Vanessa Santiago é motociclista  - Bernardo Santos Mauro
Vanessa Santiago é motociclista Imagem: Bernardo Santos Mauro

Vanessa Santiago em depoimento a Ana Mello

Colaboração para Universa

29/06/2021 04h00

"Tirei a minha carteira de moto em outubro de 2019, aos 30 anos. Logo que comecei a andar, curti tanto que vendi o meu carro e comprei logo uma Harley-Davidson. Três meses depois, já estava rodando 3.500 km no percurso do Rio de Janeiro até Santa Catarina e depois de volta ao Rio. O mundo do motociclismo é muito machista, então, ser mulher e pilotar é um ato de resistência, porque infelizmente ainda é um espaço majoritariamente masculino, no qual muitos homens fazem comentários misóginos para as mulheres motociclistas.

Eu me interessei em tirar a carteira depois de assistir a vídeos de viagens e aparecer um de moto que me despertou a vontade de ter essa experiência também. Nem lembro tanto do vídeo mas não esqueço da sensação que me causou. As imagens mostravam um casal andando de moto. Pensei 'talvez assim consiga viajar mais'. Sempre tive medo de motocicleta, mas depois de andar a primeira vez e sentir o vento no corpo, encontrei o que faltava. Na época, não tinha uma referência feminina para andar de moto e, hoje em dia, convivo com várias mulheres que me inspiram.

Quando estou com a minha moto, ouço frases como: "você está de garupa?", "essa moto é do seu marido?", "essa moto é muito pesada pra você", "não seria melhor uma scooter?". E sempre respondo com: não é pesada, pois quem me leva é a moto, não o contrário. Fora a hiperssexualização da mulher até nessa área, o que faz com que os homens cometam assédios frequentes.

Essa realidade está mudando, as mulheres estão conquistando o seu espaço e mostrando que o respeito é o básico e a admiração é o bônus. Até porque já passou da hora de aprenderem a elogiar uma mulher pelas suas habilidades e não pelos atributos físicos. Eu faço parte de dois coletivos de mulheres motociclistas que mudaram a minha vida: "The Litas", que é internacional e tem um grupo no Rio de Janeiro, e o "Fridas e Divas".

Vanessa Santiago é motociclista - Bernardo Santos Mauro - Bernardo Santos Mauro
"Essa moto é do seu marido?", "essa moto é muito pesada pra você" e "não seria melhor uma scooter?" são alguns dos comentários que Vanessa já escutou quando saiu com sua moto
Imagem: Bernardo Santos Mauro

Dei muita sorte, porque quando comprei a minha primeira moto, a Natália Vasconcelos, responsável pelo coletivo "Fridas e Divas", me convidou para participar, quando me conheceu em uma oficina. Hoje, nós somos 100 mulheres do Rio de Janeiro que compartilham a mesma paixão pelas duas rodas, fazem viagens, encontros, churrascos e caridade.

Criamos um grupo no WhatsApp no qual marcamos passeios informais, mas, com a pandemia, temos evitado nos reunir, pois estamos respeitando o isolamento.

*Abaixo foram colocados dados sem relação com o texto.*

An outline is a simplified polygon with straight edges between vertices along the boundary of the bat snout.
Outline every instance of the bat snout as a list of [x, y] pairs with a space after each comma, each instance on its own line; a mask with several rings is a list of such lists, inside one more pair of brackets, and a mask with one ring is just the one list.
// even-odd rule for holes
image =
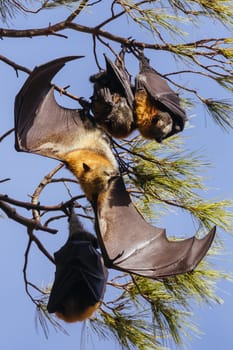
[[172, 131], [173, 121], [169, 113], [159, 112], [153, 118], [152, 133], [157, 142], [162, 142]]
[[114, 180], [120, 176], [118, 170], [105, 170], [104, 174], [109, 178], [109, 181]]

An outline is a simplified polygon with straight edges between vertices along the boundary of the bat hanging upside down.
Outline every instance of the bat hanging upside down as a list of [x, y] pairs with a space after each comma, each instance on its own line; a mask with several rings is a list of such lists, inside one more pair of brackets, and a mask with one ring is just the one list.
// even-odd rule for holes
[[124, 49], [115, 63], [104, 57], [106, 70], [90, 77], [94, 83], [91, 109], [105, 131], [113, 137], [124, 138], [135, 128], [134, 96], [124, 66]]
[[104, 264], [129, 273], [162, 278], [192, 271], [207, 253], [215, 227], [203, 238], [169, 241], [148, 224], [126, 191], [105, 135], [85, 110], [59, 106], [52, 77], [65, 57], [36, 67], [15, 100], [16, 150], [59, 159], [78, 178], [96, 216]]
[[162, 142], [182, 131], [187, 117], [178, 94], [150, 66], [142, 51], [137, 57], [140, 72], [135, 78], [136, 127], [145, 138]]
[[55, 254], [55, 281], [47, 309], [66, 322], [84, 321], [100, 306], [108, 271], [95, 236], [86, 232], [74, 212], [69, 238]]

Quando rodamos, é sempre para lugares abertos e passamos mais tempo na estrada do que juntas. Temos a opinião de que essas motociatas que estão acontecendo a favor do governo Bolsonaro são um desrespeito à situação crítica de saúde pública que vivemos. Esse incompetente carrega mortes nas costas, não dá pra apoiar isso.

Outro coletivo do qual faço parte é o "The Litas", que conheci por meio da Ana Beatriz Teixeira. Apesar de não ser a fundadora das Litas no Rio, [são Kathleen Barros e Paula Regly] foi quem me motivou a entrar nesse grupo de cerca de 15 mulheres. As Litas hoje representam muito na minha vida, nossa relação ultrapassa a questão das motos, são pessoas muito especiais. Nós nos apoiamos, conversamos todos os dias, compartilhamos nossos medos e conquistas. É uma família com a qual se pode contar pra tudo.

A composição desses coletivos é totalmente feminina e tem algumas diferenças em relação aos motoclubes, que são mais tradicionais e com muitas regras que, claro, possuem embasamento para existirem. No caso dos coletivos, eles são mais livres, sem obrigações. Alguns estipulam regras, como o das Litas, por exemplo, em que só pode ter motocicleta e não motoneta. Como isso é algo imposto pela matriz do coletivo, seguimos à risca para não descaracterizar.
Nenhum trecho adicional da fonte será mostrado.